I tried adding this:
class Middleware:
def __init__(self, app):
self.app = app
def __call__(self, environ, start_response):
try:
return self.app(environ, start_response)
finally:
del dramatiq.get_broker().connection
app_with_middleware = Middleware(app)
It seems to do what you'd expect, removing the connection from self.connections
, but it still runs out of file handles. I'll have to dig in further to figure out why that is.

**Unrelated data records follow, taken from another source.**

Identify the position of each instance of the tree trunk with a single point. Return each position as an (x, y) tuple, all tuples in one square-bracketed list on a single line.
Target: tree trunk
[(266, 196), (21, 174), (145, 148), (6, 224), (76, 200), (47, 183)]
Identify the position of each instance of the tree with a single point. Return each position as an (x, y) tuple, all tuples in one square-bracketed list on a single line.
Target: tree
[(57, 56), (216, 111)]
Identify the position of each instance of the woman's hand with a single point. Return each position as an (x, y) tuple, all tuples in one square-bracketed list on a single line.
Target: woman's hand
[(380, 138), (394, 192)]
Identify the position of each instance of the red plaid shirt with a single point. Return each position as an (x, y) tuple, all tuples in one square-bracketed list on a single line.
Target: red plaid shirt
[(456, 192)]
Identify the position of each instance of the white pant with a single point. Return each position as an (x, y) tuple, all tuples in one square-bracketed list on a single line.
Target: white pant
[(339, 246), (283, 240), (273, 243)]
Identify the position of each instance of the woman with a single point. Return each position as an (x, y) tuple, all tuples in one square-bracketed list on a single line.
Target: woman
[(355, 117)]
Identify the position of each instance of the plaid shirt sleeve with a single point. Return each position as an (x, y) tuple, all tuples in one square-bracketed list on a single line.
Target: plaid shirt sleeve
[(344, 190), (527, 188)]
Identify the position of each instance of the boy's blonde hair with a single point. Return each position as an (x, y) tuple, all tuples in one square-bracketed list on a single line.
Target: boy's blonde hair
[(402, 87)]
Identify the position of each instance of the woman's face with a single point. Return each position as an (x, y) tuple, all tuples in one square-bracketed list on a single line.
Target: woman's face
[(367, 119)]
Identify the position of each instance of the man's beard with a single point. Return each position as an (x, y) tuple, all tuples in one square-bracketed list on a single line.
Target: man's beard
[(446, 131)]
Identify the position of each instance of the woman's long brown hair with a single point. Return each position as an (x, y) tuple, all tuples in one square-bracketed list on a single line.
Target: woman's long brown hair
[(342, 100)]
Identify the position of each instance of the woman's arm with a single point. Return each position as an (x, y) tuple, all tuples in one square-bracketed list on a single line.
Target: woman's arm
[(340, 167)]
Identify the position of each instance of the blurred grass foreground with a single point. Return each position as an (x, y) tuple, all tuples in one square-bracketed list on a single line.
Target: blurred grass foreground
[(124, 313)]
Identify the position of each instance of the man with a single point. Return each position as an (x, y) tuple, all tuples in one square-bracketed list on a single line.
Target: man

On a deeper look, I think I gave you bad advice/the connection deleter in the RabbitmqBroker
is wrong. For one, it never calls close
on the deleted connections and, second, the channel for a thread can hold a strong reference to its connection so at the very least both would need to be del
eted. Not that that would be enough, because there doesn't seem to be a way for them to automatically get closed (I see no __del__
s on either Channel
or BlockingConnection
in pika).
@gdvalle let me know if the issue still occurs for you on master. I think the middleware should now work properly.
@Bogdanp Middleware now works on master!
@Bogdanp I still have the issue do I need to use this middleware or just having 1.11 should be enough ?
@wsantos yes, the middleware is necessary. The fix only made the middleware work.